Depuis plusieurs années, les médias et des institutions relaient des contrevérités concernant les principaux enjeux et solutions du Green IT. Ces contrevérités vous amènent à vous concentrer sur l’arbre qui cache la forêt plutôt que sur la forêt.
Nous profitons de ce début d’année pour démonter ces contrevérités une à une, afin de vous amener à vous concentrer sur les solutions les plus efficaces pour réduire l’empreinte environnementale des technologies de l’information et de la communication.

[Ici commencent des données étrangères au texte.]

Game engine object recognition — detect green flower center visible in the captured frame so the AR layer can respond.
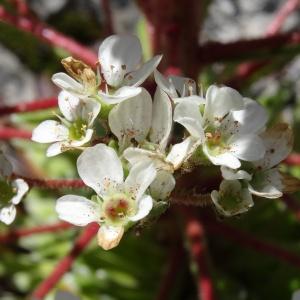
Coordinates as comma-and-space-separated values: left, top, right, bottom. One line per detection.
103, 194, 136, 225
69, 119, 87, 140
0, 180, 17, 207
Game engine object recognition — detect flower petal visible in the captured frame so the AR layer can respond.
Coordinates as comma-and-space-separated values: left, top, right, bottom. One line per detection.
99, 86, 142, 104
166, 136, 199, 170
153, 70, 178, 98
0, 204, 17, 225
203, 85, 244, 122
58, 91, 81, 122
128, 195, 153, 222
108, 89, 152, 147
0, 151, 13, 177
125, 161, 157, 200
150, 88, 173, 150
174, 100, 204, 140
228, 134, 265, 161
55, 195, 101, 226
31, 120, 69, 143
11, 178, 29, 205
254, 123, 293, 169
77, 144, 123, 196
123, 55, 162, 86
52, 72, 84, 96
150, 171, 176, 200
249, 168, 283, 199
99, 35, 142, 87
221, 166, 252, 181
97, 224, 124, 250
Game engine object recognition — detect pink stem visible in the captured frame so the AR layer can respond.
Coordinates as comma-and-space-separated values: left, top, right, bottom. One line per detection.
205, 220, 300, 268
186, 213, 215, 300
0, 6, 98, 66
0, 97, 57, 116
30, 223, 99, 300
0, 222, 73, 243
0, 127, 31, 140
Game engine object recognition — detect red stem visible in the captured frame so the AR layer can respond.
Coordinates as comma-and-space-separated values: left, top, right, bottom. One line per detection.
0, 127, 31, 140
205, 220, 300, 268
0, 222, 73, 243
284, 153, 300, 166
101, 0, 114, 36
13, 175, 87, 190
30, 223, 99, 300
186, 214, 215, 300
198, 31, 300, 64
0, 6, 98, 66
0, 97, 57, 116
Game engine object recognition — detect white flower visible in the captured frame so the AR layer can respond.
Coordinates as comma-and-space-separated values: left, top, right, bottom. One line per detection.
52, 57, 101, 99
99, 35, 162, 104
0, 152, 29, 225
32, 91, 101, 157
174, 86, 267, 169
56, 144, 156, 250
211, 180, 254, 217
108, 88, 193, 199
154, 70, 205, 105
221, 124, 293, 199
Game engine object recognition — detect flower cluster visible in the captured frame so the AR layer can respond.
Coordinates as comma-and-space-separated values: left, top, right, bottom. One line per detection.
32, 35, 292, 249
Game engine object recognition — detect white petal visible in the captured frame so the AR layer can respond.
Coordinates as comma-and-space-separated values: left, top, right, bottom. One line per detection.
0, 204, 17, 225
169, 76, 196, 97
77, 144, 123, 196
31, 120, 69, 143
203, 85, 244, 122
150, 171, 176, 200
150, 88, 173, 150
255, 124, 293, 169
68, 129, 94, 148
153, 70, 178, 98
125, 161, 157, 199
166, 136, 199, 170
172, 95, 205, 106
0, 152, 13, 177
97, 224, 124, 250
99, 35, 142, 87
123, 147, 168, 170
99, 86, 142, 104
221, 166, 252, 181
108, 89, 152, 146
46, 141, 68, 157
55, 195, 101, 226
203, 145, 241, 169
249, 169, 283, 199
228, 134, 265, 161
58, 91, 81, 122
128, 195, 153, 222
52, 73, 84, 96
123, 55, 162, 86
174, 100, 204, 140
80, 99, 101, 127
232, 98, 268, 134
11, 178, 29, 205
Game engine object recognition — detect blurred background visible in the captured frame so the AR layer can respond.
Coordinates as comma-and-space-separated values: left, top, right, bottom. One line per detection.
0, 0, 300, 300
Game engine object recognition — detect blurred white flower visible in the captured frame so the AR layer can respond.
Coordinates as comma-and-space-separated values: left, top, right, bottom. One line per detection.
211, 180, 254, 217
98, 35, 162, 104
0, 152, 29, 225
56, 144, 156, 250
174, 86, 267, 169
32, 91, 101, 157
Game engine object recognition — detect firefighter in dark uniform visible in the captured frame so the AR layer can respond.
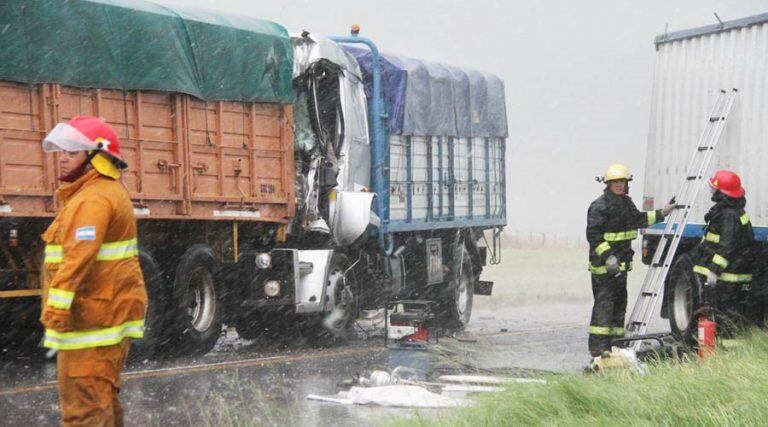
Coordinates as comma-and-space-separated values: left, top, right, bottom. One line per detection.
693, 170, 755, 319
587, 164, 675, 357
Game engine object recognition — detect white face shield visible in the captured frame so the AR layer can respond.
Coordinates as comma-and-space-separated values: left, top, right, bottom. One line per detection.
43, 123, 97, 153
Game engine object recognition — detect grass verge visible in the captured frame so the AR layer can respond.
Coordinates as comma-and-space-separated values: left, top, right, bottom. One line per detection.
395, 331, 768, 426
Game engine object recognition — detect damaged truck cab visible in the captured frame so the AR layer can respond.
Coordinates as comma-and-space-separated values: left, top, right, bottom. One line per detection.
225, 32, 506, 336
0, 0, 507, 354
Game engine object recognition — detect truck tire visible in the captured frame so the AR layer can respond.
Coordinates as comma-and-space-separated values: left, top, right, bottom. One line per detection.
440, 246, 477, 331
173, 244, 224, 355
320, 252, 360, 339
666, 254, 702, 342
131, 248, 168, 355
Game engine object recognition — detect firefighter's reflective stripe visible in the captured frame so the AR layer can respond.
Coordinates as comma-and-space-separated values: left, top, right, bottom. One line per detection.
45, 239, 139, 264
43, 245, 64, 264
43, 320, 144, 350
595, 242, 611, 256
739, 213, 749, 225
704, 232, 720, 243
96, 239, 139, 261
603, 230, 637, 242
589, 325, 611, 335
712, 254, 728, 268
46, 288, 75, 310
693, 265, 752, 283
645, 211, 656, 225
589, 262, 632, 276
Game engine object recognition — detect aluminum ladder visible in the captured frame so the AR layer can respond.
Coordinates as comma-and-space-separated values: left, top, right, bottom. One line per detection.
626, 88, 738, 351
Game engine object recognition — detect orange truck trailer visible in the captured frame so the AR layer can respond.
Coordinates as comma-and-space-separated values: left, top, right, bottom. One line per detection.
0, 0, 506, 354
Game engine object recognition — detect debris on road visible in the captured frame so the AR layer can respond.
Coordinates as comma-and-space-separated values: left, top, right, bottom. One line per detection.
307, 384, 472, 408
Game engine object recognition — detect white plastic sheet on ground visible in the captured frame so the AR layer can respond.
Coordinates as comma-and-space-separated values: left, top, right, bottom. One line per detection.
307, 385, 472, 408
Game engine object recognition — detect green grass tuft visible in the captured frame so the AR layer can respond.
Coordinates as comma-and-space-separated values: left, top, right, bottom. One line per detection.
395, 331, 768, 426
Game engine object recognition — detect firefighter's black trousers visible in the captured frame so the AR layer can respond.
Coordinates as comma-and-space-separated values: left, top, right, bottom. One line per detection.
589, 272, 627, 356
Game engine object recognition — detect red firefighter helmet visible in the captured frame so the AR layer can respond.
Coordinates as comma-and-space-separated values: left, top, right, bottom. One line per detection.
709, 170, 746, 199
43, 116, 128, 169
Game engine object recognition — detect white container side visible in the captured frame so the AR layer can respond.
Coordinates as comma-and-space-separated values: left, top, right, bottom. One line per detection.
470, 138, 488, 217
643, 22, 768, 227
389, 135, 408, 220
452, 138, 471, 218
411, 136, 430, 220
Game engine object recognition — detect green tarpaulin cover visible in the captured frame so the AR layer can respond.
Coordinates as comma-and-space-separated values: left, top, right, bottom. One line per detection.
0, 0, 293, 103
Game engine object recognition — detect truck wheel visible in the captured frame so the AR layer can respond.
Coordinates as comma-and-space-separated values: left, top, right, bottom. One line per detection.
131, 248, 168, 355
441, 246, 476, 330
666, 254, 701, 341
321, 253, 360, 339
174, 245, 223, 355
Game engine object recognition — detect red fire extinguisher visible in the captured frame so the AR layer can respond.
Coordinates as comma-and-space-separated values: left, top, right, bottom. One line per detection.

Dans les trois premiers articles de cette série, nous avons abordé :
- L’électricité, les économies d’énergie et le CO2
- Le web, le cloud, et les centres de données
- La dématérialisation
Aujourd’hui, nous nous intéressons à l’écoconception logicielle (que vous pouvez aussi écrire « éco-conception des logiciels » ou « software eco-design » en anglais). Cette démarche, que nous avons lancée en 2009 [1], consiste à appliquer la méthodologie de l’écoconception aux logiciels, c’est-à-dire d’identifier les leviers de réduction d’impacts environnementaux les plus forts à chaque étape du cycle de vie d’un logiciel : conception, réalisation, exécution.
Nous décrivons cette démarche en détail dans ce dossier, dans cette rubrique dédiée à l’écoconception logicielle depuis 7 ans, et dans ce livre sur l’écoconception web paru en septembre 2015 et écrit avec le soutien des principaux experts du sujet.
1. C’est une démarche centrée sur le code
La plupart des articles parus dans la presse laissent penser que l’écoconception logicielle est un truc de développeur. En réduisant les occurrences d’anti-pattern / motifs de conception défectueux, on améliorerait l’efficience du logiciel. C’est vrai. Mais cette vision étriquée passe complètement à côté du sujet…
Les principaux leviers de l’écoconception logicielle se situent en amont et en aval de la phase de développement. Comme son nom l’indique, l’écoconception logicielle porte surtout sur la conception fonctionnelle, graphique, ergonomique, et technique. La phase de développement ne représente qu’environ 10 à 20 % des gains potentiels. Pour une raison simple : vous pouvez toujours optimiser le code d’une fonctionnalité qui ne sera jamais utilisée, cela restera du gras numérique. Du gras « bio » s’il est éco-conçu, mais du gras quand même !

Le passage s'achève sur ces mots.